EUA: Fed mantém a linha ante o alvoroço dos mercados
Editorial publicado nesta quinta-feira (9) pelo jornal Valor Econômico analisa o posicionamento do Banco Central dos Estados Unidos, o Federal Reserve, diante do atual cenário financeiro mundial.
Publicado 09/08/2007 17:21
Confira abaixo o texto:
As apostas imediatas dos mercados se concentraram na possibilidade de o Federal Reserve, o banco central americano, acenar com a redução da taxa de juros ainda este ano para acomodar prejuízos das enormes apostas especulativas. O Fed manteve os juros ontem e provavelmente não vai se mexer até que a bagunça na ala “criativa” do jogo financeiro chegue até o salão principal e derrube as atividades econômicas ou a ameacem – no caso de quebras no sistema financeiro. Após um período de menor custo do dinheiro no mundo em mais de meio século, reduzir os juros agora para amortecer o estouro de uma bolha – que os juros extremamente baixos incentivaram – seria um contra-senso. Ou uma sandice, por trazer um socorro de última instância a especuladores destemidos, estimulando ainda mais a jogatina.
Apesar da sinalização do Fed de que nada muda, os mercados comemoraram, quando no dia anterior apostavam exatamente no oposto. Essa é uma lógica peculiar que não deve ser levada muito a sério pelas empresas que não fazem parte do cassino financeiro. Os indicadores da saúde da economia real até agora não se deterioraram e há boas chances de que continuem assim. A bagunça nos mercados especulativos pode gerar muitos efeitos, dois deles principais: um aperto forte no crédito em todas as modalidades e a erosão da credibilidade do sistema financeiro, com a elevação do risco de bancarrota de instituições de porte e/ou com grande alavancagem. Até agora, as conseqüências não são preocupantes nessas duas áreas, embora seja impossível prever o futuro.
O aperto do crédito atingiu marginalmente companhias com grau de investimento ou com ratings um pouco inferiores, da mesma forma que não trouxe aperto generalizado para o endividado consumidor americano. O peso maior da fuga do risco continua sendo carregado pelo mercado imobiliário e por seus financiadores, que pulverizaram papéis quase sem valor para o resto do sistema financeiro por meio de instrumentos financeiros que prometiam o paraíso terrestre até mesmo para quem não tem uma ficha de crédito minimamente decente.

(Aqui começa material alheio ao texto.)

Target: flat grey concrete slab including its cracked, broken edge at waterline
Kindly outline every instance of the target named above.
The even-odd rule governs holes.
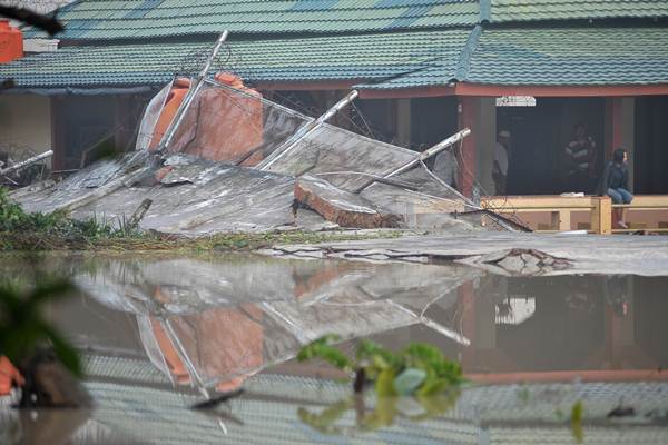
[[[364,261],[462,263],[505,276],[620,274],[665,276],[668,237],[448,233],[273,246],[264,255]]]

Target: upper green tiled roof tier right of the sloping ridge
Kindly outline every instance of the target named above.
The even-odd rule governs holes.
[[[492,23],[668,17],[666,0],[482,0],[483,11],[490,1]]]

Para que o contágio atingisse pelo lado do crédito a economia real, seria necessário que o aperto sufocasse o custo do dinheiro para investimentos e capital de giro. Mas empresas americanas estão capitalizadas após vários anos de bons resultados e têm hoje fluxo de caixa suficiente para bancar suas despesas de capital. A situação das empresas nos demais mercados desenvolvidos é igualmente confortável, apesar da sinalização de juros maiores já feitas pelos bancos centrais japonês e europeu.
À parte a banda podre especulativa, os defaults no mundo real não estão crescendo. Como aponta o Deutsche Bank, a taxa de default global está em 1,38%, perto de seu menor nível histórico (The Economist, 7 de agosto). Mesmo as taxas de risco, que subiram de forma geral, especialmente para os títulos de países emergentes, são hoje não mais de um terço das praticadas no período anterior de turbulência, após a falência da Enron e Worldcom, em 2002.
Os riscos maiores provêm da erosão do crédito para hedge funds e seus financiadores, os grandes bancos. Uma quebra de grandes proporções poderia lançar ondas de choque no mercado que trariam um abalo global. A época de juro barato e farta liquidez desmontou a prudência bancária e acelerou a busca por rentabilidade em detrimento do risco. A montanha de títulos “podres” espalhada pelos bancos nos mercados de derivativos pode cobrar um preço em breve, embora esteja tão pulverizada e seja de tão difícil precificação que é impossível saber onde estão os elos mais fracos da cadeia e o tamanho dos rombos potenciais. De qualquer forma, a saúde dos bancos continua boa, com lucros em alta. Há suspeitas de que as perdas dos bancos estão sendo acobertadas por provisões subestimadas. Essas provisões subirão para evitar a realização imediata de prejuízos com títulos em carteira que nada valem hoje, mas poderão valer algo no futuro. Não há indícios de prejuízos fantásticos recaindo sob poucas e conhecidas instituições tradicionais do mercado, o que soaria o alarme de uma crise de maiores proporções. Até que isso se torne iminente, o Fed provavelmente não se moverá.